One year from now, all Vermont households and businesses will have access to broadband service. Even today the majority of our state has the infrastructure in place to provide a connection to high speed Internet. This access provides rural Vermonters with unprecedented opportunities for everything from business growth to continued education to civic engagement and community communications -- but only if we know how to make best use of it. e-Vermont’s models for how communities can take advantage of these new opportunities online are now found at www.e4vt.org.
Over the last two years, the e-Vermont project has brought 7 partner organizations to 24 communities across the state to help build the skills needed for a digital age. Initiatives have ranged from connecting 1,294 Vermont students with one-to-one computing through Digital Wish to building online neighborhood conversations for over 8,500 subscribers in Front Porch Forum to creating a web presence for 15 municipalities with the Snelling Center for Government.
"I've had the opportunity to work one-on-one advising more than 150 business owners in the last two years - they're tackling everything from basic establishment of an online presence in the way of websites, Google Places pages, e-mail marketing and Social Media to in-depth e-commerce strategies and mobile media development. In every corner of Vermont there are businesses ready to have a strategy for online tools, they just need some assistance getting started," says Pat Ripley from the Vermont Small Business Development Center, "I'm able to help them tie online tools into their fundamental business goals."

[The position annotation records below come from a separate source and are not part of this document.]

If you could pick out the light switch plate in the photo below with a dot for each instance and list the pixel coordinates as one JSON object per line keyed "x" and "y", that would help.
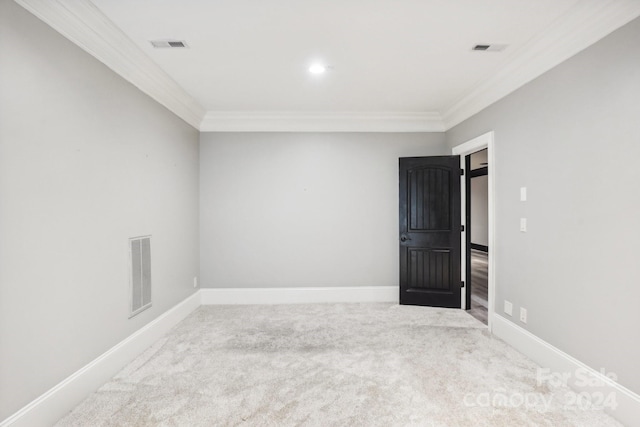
{"x": 523, "y": 225}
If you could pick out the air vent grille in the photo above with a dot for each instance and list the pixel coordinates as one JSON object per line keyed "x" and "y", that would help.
{"x": 140, "y": 255}
{"x": 169, "y": 43}
{"x": 490, "y": 47}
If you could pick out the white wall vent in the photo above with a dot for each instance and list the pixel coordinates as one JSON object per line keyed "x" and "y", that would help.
{"x": 168, "y": 43}
{"x": 140, "y": 256}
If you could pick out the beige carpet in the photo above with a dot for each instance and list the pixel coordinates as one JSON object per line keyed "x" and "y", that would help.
{"x": 330, "y": 365}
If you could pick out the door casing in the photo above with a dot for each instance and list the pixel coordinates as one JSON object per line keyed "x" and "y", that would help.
{"x": 476, "y": 144}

Eric Sakai, Dean of Academic Technology at the Community College of Vermont reflects on the Internet Interns program, a successful partnership launched with the Vermont Department of Libraries as part of e-Vermont. “. . . we have seen the enormous mutual benefit of placing trained CCV students in town libraries in their communities, helping patrons of all ages and backgrounds with essential Internet tasks.”

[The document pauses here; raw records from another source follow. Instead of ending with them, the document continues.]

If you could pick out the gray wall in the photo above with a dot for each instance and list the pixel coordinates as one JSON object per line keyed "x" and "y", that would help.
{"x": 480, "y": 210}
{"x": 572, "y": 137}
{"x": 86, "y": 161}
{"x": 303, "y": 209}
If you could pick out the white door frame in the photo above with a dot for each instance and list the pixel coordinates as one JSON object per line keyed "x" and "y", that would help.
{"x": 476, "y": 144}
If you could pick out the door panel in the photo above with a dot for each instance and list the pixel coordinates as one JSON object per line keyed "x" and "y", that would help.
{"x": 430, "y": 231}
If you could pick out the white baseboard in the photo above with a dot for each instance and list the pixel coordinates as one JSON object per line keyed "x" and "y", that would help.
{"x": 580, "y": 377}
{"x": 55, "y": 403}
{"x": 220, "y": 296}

Interns built assistance around what sparks individuals’ interest in learning computer skills, things like finding recipes popular or opening e-mail accounts to talk with family. There’s a lot of holiday time activity such as making plans with relatives or learning to use a new technology present. Many people just don't want to feel left behind.
“We have a really diverse collection of resources that we’ve created through following local leadership on key priorities,” says e-Vermont Project Director Helen Labun Jordan, “Everything from opening up public Internet access in downtowns to digitizing local historic materials. Between our website [www.e4vt.org] and our new report we’ve covered a lot of territory in bridging the skills-based digital divide.”

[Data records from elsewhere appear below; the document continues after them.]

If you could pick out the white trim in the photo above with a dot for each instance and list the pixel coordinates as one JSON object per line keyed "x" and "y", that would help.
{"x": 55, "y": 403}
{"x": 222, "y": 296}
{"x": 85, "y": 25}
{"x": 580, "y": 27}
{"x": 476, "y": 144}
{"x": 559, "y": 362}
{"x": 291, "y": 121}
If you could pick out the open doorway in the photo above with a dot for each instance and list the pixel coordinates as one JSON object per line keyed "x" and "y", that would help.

Specific topics include how to create public Internet access, teach basic Internet skills, start using online tools for business, integrate technology into the classroom, encourage civic engagement, begin community-wide online conversations, design beginner-friendly websites, and build digital archives of local history.
Find the e-Vermont report here: http://vtrural.org/programs/e-vermont/reports/final-report
The Vermont Council on Rural Development is a 501(c) 3 organization dedicated to helping Vermonters and Vermont communities develop their capacity to create a prosperous and sustainable future through coordination, collaboration, and the effective use of public and private resources.